Kıbrıslı Rum İşverenler ve Sendikalar Sektörel Toplu Sözleşme İmzalarken, Sendikalaşmaya Karşı olmak!
Bugün Ada’nın güneyinde turizm sektörüne yönelik toplu sözleşme imzalandı.
Turizm Bakanı “2 milyon turist 2 milyar dolar gelir” açıklaması yaparken, Otelciler Birliği ekonominin motorunu oluşturan turizm sektörüne yönelik “mega projelere” referans verip, kitle turizmi dışındaki tüm modellere yol verirken, işin emek tarafını da konuşalım mı?
Yerli istihdam konusuna dahi girmeyeceğim.
Çünkü, emek piyasasındaki koşullara dair anlayışımız o kadar geriden geliyor ki, sorun olarak belirlediğimiz şeyler bile anlamsız kalıyor.
Konuya geçelim…
Kıbrıs Otelciler Birliği, İşverenler Sendikası ve İşçi Sendikaları turizm sektörüne yönelik kolektif anlaşma imzaladılar.

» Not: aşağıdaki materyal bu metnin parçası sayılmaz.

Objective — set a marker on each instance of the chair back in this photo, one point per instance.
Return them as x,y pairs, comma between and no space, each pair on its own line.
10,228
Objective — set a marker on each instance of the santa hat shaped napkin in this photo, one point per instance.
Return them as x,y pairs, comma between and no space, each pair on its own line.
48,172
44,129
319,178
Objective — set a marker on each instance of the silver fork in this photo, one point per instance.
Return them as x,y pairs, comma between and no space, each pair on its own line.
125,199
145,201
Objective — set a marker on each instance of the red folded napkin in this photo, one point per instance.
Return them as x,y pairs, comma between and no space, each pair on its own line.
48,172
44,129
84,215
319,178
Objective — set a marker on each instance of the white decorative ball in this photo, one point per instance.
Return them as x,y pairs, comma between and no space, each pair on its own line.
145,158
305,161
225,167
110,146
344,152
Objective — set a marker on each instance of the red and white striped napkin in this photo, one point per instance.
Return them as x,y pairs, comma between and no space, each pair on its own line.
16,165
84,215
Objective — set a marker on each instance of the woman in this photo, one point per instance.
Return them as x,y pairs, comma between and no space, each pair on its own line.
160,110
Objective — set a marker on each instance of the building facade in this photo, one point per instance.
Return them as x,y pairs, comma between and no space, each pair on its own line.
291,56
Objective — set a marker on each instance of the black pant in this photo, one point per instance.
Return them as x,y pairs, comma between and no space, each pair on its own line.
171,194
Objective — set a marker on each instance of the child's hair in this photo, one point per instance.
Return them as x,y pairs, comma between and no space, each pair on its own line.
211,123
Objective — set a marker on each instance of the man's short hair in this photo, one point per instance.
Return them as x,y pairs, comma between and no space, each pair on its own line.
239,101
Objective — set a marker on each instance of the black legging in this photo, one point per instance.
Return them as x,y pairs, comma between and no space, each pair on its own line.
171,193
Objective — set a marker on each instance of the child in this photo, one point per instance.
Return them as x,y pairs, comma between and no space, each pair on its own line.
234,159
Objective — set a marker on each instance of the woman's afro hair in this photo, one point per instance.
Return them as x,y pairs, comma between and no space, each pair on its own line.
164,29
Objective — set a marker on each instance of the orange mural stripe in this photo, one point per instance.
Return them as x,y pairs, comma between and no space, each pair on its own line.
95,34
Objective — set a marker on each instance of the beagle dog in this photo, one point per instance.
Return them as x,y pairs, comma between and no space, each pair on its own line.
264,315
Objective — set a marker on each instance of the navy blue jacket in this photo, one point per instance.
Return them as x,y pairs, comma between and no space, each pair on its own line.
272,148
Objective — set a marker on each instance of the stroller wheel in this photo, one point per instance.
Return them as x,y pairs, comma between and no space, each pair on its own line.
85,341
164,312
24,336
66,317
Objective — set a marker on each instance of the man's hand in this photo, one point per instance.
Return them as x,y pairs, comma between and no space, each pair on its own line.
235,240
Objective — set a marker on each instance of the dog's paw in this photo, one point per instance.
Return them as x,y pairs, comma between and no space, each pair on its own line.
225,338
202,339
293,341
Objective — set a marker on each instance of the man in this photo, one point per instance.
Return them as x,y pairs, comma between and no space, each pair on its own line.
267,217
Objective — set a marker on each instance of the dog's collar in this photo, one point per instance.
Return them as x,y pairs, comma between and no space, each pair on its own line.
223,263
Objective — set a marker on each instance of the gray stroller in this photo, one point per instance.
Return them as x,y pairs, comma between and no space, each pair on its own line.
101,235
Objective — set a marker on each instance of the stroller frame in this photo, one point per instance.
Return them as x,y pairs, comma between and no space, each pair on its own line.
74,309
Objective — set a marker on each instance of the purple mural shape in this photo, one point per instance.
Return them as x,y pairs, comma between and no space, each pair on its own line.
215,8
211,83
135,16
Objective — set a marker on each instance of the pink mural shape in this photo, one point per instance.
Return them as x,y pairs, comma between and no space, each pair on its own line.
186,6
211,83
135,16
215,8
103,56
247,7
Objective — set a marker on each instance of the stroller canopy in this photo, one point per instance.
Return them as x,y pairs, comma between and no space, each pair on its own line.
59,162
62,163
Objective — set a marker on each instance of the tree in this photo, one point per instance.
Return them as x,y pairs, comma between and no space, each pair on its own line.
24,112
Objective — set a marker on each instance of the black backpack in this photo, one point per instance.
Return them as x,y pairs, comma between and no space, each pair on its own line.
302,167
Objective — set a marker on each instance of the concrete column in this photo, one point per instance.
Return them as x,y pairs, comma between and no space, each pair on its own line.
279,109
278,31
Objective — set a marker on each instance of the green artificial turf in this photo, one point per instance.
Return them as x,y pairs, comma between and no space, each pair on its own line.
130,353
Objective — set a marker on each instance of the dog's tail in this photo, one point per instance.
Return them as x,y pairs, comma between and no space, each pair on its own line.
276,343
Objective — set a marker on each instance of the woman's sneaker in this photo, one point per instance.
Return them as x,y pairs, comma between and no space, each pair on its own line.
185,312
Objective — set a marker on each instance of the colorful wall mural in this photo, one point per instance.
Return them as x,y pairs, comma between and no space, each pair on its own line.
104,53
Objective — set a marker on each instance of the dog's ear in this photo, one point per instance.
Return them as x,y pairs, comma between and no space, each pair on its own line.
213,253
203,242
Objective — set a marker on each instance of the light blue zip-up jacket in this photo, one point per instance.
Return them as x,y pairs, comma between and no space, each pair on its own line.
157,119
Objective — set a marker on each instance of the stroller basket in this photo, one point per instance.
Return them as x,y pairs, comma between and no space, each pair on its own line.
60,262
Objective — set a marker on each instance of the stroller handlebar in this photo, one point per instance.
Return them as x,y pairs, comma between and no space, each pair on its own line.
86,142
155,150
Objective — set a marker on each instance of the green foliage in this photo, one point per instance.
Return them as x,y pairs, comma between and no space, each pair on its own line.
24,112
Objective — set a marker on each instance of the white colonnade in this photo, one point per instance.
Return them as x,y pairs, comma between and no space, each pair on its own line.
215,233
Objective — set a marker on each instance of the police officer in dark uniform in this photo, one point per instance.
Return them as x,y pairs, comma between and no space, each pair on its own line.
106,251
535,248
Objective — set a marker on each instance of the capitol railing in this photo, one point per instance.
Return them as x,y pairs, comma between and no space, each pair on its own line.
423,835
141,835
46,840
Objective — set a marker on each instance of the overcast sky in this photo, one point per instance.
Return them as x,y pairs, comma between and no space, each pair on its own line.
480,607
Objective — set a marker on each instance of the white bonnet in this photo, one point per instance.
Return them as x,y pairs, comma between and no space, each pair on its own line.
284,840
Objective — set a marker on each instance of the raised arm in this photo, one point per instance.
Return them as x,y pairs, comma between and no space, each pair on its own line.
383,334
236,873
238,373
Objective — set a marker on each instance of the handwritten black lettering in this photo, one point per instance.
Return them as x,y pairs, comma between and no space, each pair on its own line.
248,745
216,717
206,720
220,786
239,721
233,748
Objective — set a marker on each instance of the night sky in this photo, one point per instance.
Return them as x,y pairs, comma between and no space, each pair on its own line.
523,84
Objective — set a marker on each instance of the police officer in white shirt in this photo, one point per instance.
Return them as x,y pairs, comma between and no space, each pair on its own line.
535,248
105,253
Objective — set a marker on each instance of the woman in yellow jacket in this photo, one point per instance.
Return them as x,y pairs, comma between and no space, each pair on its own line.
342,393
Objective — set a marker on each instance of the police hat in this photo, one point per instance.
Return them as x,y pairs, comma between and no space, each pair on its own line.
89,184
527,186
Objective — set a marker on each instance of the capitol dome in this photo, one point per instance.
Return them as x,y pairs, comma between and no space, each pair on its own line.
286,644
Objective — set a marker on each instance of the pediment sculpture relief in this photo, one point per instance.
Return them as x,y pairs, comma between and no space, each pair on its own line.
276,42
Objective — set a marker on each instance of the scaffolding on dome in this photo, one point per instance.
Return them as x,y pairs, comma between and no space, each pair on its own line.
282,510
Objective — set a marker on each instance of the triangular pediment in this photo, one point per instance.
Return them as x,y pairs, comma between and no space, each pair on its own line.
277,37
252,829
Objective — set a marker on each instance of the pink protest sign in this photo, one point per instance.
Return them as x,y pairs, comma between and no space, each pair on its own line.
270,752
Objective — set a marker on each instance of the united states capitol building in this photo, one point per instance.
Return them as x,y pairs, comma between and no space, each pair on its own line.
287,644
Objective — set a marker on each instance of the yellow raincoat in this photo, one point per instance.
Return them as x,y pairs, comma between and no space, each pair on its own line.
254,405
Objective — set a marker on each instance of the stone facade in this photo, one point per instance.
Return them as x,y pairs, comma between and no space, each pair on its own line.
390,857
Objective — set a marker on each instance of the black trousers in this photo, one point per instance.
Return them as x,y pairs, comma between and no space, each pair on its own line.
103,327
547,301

Tek firma yada bir iş veren değil; tüm sektörü kapsayan bir anlaşma imzaladılar.
Anlaşmadan dolayı sağcı sendika SEK başkanı “Sosyal Diyalog Mekanizması”nı övüp; bunun ne kadar avantajlı bir yöntem olduğunu söyledi. Solcu sendika PEO başkanı ise “istediğimiz her şeyi alamadık ancak sektörün emek boyutu ile ilgili radikal bir dönüşüm yakaladık” dedi. Ardından da şöyle ekledi “Otelcilik sektöründeki işçilere yönelik hükümet ve işverenlerle, sektöre dönük kabul edilebilir bir asgari ücret belirledi.”
Sağ ve sol sendikal federasyonlar, hükümet (sağcı DİSİ) ve İşveren örgütü (OEV) arasında Nicosia Hotel’de 2 güne yayılan ve 24 saat süren müzakerelerin ardından işçi tarafının kazanımları sadece kabul edilebilir bir asgari ücret değil aynı zamanda işçilerin haftanın 5 iş günü çalışması, çalışma süresinin 38 saati aşmaması, temel maaş üzerine hayat pahalılığı ödeneği ve ihtiyat sandığı yatırımları da var.
SEK başkanı Matsas iş barışının öneminden bahsederken, toplu sözleşmenin 2 yıl değil 4 yılı kapsamasında da mutabık kaldıklarını söyledi. Şüphesiz bu işverenin ve işçilerin uzun dönemli planlar yapabilmesine de olanak sağlamakta.
İşveren Sendikası başkanı Antoniu ise “her aktörün kazanım ve kayıpları olduğunu ancak sonucun otelcilik sektörünün kazanımı olduğunu” belirtti.
Çalışma Bakanı Zeta Emilianidou “sonuç işçilerin hakları açısından ve sektörün rekabet edebilirliği açısından dengeli oldu” şeklinde yorumlarken, ulusal bir asgari ücretin de belirlenmesine yönelik çalışmaların sürdürüldüğünü, tam istihdam koşulları ile birlikte ulusal bir asgari ücretin uygulanmasının mümkün olacağını belirtti.
Tüm bu noktalara bakınca, kuzeydeki işverenlerin sendika karşıtı tutumları, sendikalaşmayı lanetleyen anlayışlarını kavramak daha da zorlaşıyor. Üretimin emek ve sermaye girdisinini birleşimi olduğunu görmek istemeyip; tek taraflı oluşturulan ekonomik ilişkilerin sürdürebilir olmadığı aşikar.
Ada’nın güneyi kapitalizme tam olarak entegre olurken, sendikalar sektörlerin geleceği için önemli olanaklar yaratıyor ve bunu yaparken emekçileri koruyor; kuzeydeki “ahbap çavuş düzeninde” emek hareketinin geldiği durum bugünden kopmuş, ihtiyaç ve güncel anlayışlardan uzaktadır.
Maalesef işin hükümet kanadına ise ne söyleyeceğimi bilemiyorum.
Eğer Kıbrıs Rum toplumundaki emek hareketlerinden ders almayı ideolojik olarak sorunlu buluyorlarsa, sermayeden de birşeyler öğrenebilir ve bu öğrendiklerini “yerli” sermaye sınıfına anlatma görevini üstlenebilirler.
Sendikalar ise özelde sendikalaşma konusunu daha ne kadar öteleyecekler bilemiyorum. Ancak, Toplu İş Sözleşmeleri Yasası dahil sendika ve çalışma yasasının elden geçmesi için çalışma yapmadıkları ve bunu gündeme almadıkları sürece, yanıbaşımızda olan olayları bulunmaz hint kumaşı gibi anlatmaya devam edeceğiz.